The council unanimously adopted changes to the city’s cannabis ordinance (pdf) in a motion introduced by Councilors Marqueece Harris-Dawson and Curren Price in September 2021.
The motion shortens the timeline of the city’s approval process of commercial cannabis license applications.
The Department of Cannabis Regulation, which is responsible for processing all cannabis licenses, maxed out its licensing capacity due to COVID-19 staffing shortages, according to the motion.
Because of this, the state granted the city $22 million in November 2021 to expedite cannabis licensing.
Harris-Dawson and Price said in the motion that the city should act quickly to “maximize the value of this grant by ensuring that practical and efficient policies are in place at [Department of Cannabis Regulation] so that applications can be promptly processed without having to clear innumerable bureaucratic hurdles that serve no public interest.”
The Studio City Neighborhood Council opposed the ordinance in a letter to the council, saying that the ordinance could create an influx of license applications and that current applicants’ submissions would be even more delayed.
The group said they opposed the ordinance unless the motion was “amended to include both the ineligibility to apply for new licenses or change of address licenses within the boundaries of Neighborhood Council districts that have already reached their quota of cannabis regulation licenses.”
However, other Angelenos—including groups such as United Cannabis Business Association, Cannabis Equity Retailers Association, as well as union United Food and Commercial Workers Local 770—wrote to the city council to support the ordinance.
“We all share the mutual goal of fostering a thriving regulated cannabis industry in Los Angeles,” wrote United Cannabis Business Association president Jerred Kiloh in a letter to the council. “We know that this translates into more revenue and taxes to help fund the various housing, jobs, and social service programs Angelenos are clamoring for. In fact, it is also one of the strongest tools we have to combat the hundreds of illicit shops dotted all across our city.”
John McGrant, president of the United Food and Commercial Workers Local 770, commended the city for its work to “transform the cannabis industry” in a letter.
“Through the hard work of the City Council and the Department of Cannabis Regulation, we are transforming the industry dominated by illegal shops in which workers are paid under the table or in product and are victims of theft, violence, and harassment, to a safe retail market that respects workers and produces needed tax revenue for the city,” McGrant wrote.

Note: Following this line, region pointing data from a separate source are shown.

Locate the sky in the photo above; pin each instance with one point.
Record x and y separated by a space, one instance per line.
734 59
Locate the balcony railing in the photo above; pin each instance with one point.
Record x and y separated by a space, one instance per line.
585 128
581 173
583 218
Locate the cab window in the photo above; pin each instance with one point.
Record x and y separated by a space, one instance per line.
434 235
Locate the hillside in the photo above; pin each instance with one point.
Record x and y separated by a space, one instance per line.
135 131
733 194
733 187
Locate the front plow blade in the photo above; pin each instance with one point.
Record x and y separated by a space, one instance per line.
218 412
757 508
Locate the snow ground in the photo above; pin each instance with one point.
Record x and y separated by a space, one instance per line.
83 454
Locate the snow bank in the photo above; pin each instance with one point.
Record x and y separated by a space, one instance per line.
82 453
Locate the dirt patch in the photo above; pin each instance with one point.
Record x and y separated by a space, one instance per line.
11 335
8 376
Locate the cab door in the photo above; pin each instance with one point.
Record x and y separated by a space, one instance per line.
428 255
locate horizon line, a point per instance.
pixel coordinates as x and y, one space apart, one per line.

The ordinance also comes with an urgency clause, meaning it will go into effect as soon as it is signed by Mayor Eric Garcetti and published by the City Clerk.
Though it is unclear when the mayor will sign the ordinance, Garcetti signaled his support for the motion by approving the Planning and Land Use Committee’s report in February.
Studio City Neighborhood Council President Randall Fried did not respond to a request for comment by press deadline.